Ein paar Tage später.
Durch mein Training und das permanente rein schaufeln von Essen, hatte ich in kürzester Zeit wieder etwas an Muskelmasse und Gewicht zugenommen. Obwohl ich lieber faul rum gelegen hätte... Auch meine Tarnung konnte sich sehen lassen. Fake Profile, Fotos und Identität hatte ich bereits erfolgreich angelegt. Jetzt musste der Köder nur noch beißen. Deshalb schlüpfte ich in mein sorgfältig ausgewähltes neues Ich und verfolgte über jede erdenkliche Kamera der Stadt, wo sich dieser Mistkerl aufhielt.
Das Taxi setzte mich ab. Ich setzte mir die Sonnenbrille auf und wackelte in meinen furchtbar unbequemen High-Heels in einen dieser super teuren Designer Boutiquen. Mir wurde natürlich die Tür von einem kleinen schmalen Mann in Anzug aufgehalten, wobei danach direkt das große Belagern begann. Gleich zwei aufgetakelte Verkäuferinnen eilten zu mir. Sie fragten sofort, ob sie mir behilflich sein könnten, doch ich suchte hinter meiner extra dunklen Sonnenbrille nur nach diesem schäbigem Mann. Und ich wusste, dass er hier war. Deshalb fing die Show jetzt an.

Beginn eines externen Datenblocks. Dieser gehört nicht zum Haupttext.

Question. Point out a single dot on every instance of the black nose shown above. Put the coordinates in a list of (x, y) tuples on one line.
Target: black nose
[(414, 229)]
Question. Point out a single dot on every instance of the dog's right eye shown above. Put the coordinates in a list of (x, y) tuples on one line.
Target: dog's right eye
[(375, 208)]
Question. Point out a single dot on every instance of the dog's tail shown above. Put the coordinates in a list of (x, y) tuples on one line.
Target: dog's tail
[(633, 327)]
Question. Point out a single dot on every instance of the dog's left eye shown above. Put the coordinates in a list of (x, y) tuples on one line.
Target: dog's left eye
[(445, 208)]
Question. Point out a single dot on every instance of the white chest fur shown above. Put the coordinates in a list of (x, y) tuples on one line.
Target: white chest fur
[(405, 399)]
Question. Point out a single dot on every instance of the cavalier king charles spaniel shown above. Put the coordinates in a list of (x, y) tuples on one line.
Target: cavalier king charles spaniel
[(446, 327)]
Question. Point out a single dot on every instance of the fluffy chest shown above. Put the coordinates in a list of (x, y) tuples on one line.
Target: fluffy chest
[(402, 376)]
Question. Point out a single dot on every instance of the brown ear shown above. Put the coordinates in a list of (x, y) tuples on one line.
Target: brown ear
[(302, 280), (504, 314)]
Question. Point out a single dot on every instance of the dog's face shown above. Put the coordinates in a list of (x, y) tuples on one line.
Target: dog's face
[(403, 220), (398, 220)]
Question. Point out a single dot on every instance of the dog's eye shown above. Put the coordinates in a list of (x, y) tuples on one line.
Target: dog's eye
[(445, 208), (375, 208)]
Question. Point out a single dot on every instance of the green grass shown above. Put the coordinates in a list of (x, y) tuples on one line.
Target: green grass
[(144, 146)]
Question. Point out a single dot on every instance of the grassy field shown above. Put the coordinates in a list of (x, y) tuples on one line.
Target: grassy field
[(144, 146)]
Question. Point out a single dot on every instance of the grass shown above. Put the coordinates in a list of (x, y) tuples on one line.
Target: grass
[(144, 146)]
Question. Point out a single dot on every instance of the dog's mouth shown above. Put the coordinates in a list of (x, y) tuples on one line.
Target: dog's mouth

"Excuse me please. I'm looking for a new dress for tonight. Could you please show me your evening wear?"
Sofort zeigte man mir den Weg die Treppen hinauf. Wie ich diese Scharade hasste. Ich nahm mir aus meiner kleinen schwarzen Clutch eine meiner Pillen und schluckte sie unbemerkt herunter. Am liebsten wäre ich wieder zurück in meinen kleinen dunklen Raum geflüchtet, in dem es nur mich und meine Bildschirme gab. Aber die Stimme in meinem Kopf, wollte das ich diesem Sack seine Kehle aufschlitzte und ihm dabei zu sah, wie er elendig an seinem eigenen Blut ertrank. Deshalb setzte ich ein extra gekünsteltes Lächeln auf, als ich ihn endlich sehen konnte. Umringt von mehreren Männern in schwarzen Anzügen, die jeden Kunden im Auge behielten.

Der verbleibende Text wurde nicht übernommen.